Como empresarios que conocen las complejidades de construir y mantener infraestructura real, sabemos que no todo lo que brilla en una presentación de PowerPoint es oro puro. Por un lado, nos venden la imagen de ciudades donde los paneles de control brillan con indicadores perfectos, donde los problemas se anticipan y las soluciones se ejecutan con precisión quirúrgica gracias a la data. Esto es lo que la visión data-driven promete: una gestión urbana proactiva, capaz de modelar el crecimiento, optimizar el uso del suelo y hasta predecir patrones de gentrificación o necesidades de vivienda. La eficiencia y la ‘inteligencia’ se presentan como el santo grial para cualquier intendencia que busque modernizarse y atraer inversiones.

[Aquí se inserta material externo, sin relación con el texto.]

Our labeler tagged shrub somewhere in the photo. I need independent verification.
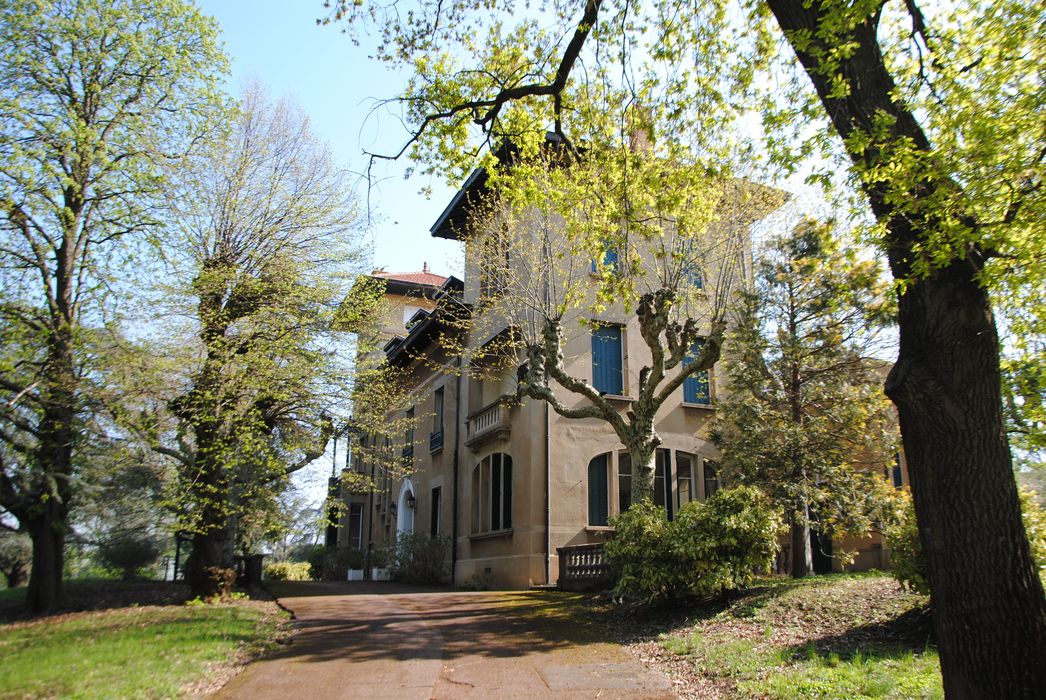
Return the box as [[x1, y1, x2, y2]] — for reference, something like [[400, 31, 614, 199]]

Pero, ¿qué hay del otro lado de la moneda? La planificación tradicional, con todos sus defectos y su ritmo lento, al menos se basaba en la experiencia de campo, la consulta ciudadana y una comprensión más orgánica —aunque a menudo imperfecta— de la vida urbana. Ahora, se nos invita a ceder el timón a sistemas que, si bien son poderosos, dependen críticamente de la calidad, la neutralidad y la interpretación de los datos. ¿Estamos seguros de que los algoritmos no arrastran sesgos históricos? ¿Quién valida la pertinencia de la data que alimenta estas decisiones vitales para nuestras ciudades? Y, lo que es crucial desde el punto de vista del negocio: la inversión inicial en infraestructuras de recolección de datos, software especializado y el talento humano para gestionarlo, es colosal. ¿Realmente el retorno de esa inversión a largo plazo es tan claro y jugoso como lo pintan? O, por el contrario, ¿estamos creando una dependencia tecnológica con proveedores externos que podría estrangular los presupuestos municipales en el futuro? La apuesta es grande; se trata de discernir si la ‘inteligencia’ de nuestras ciudades futuras será un motor de progreso genuino y rentable, o si simplemente nos veremos atrapados en una costosa carrera armamentista digital, donde los mayores beneficiados no son los ciudadanos ni los emprendedores locales, sino los gigantes tecnológicos que venden la panacea.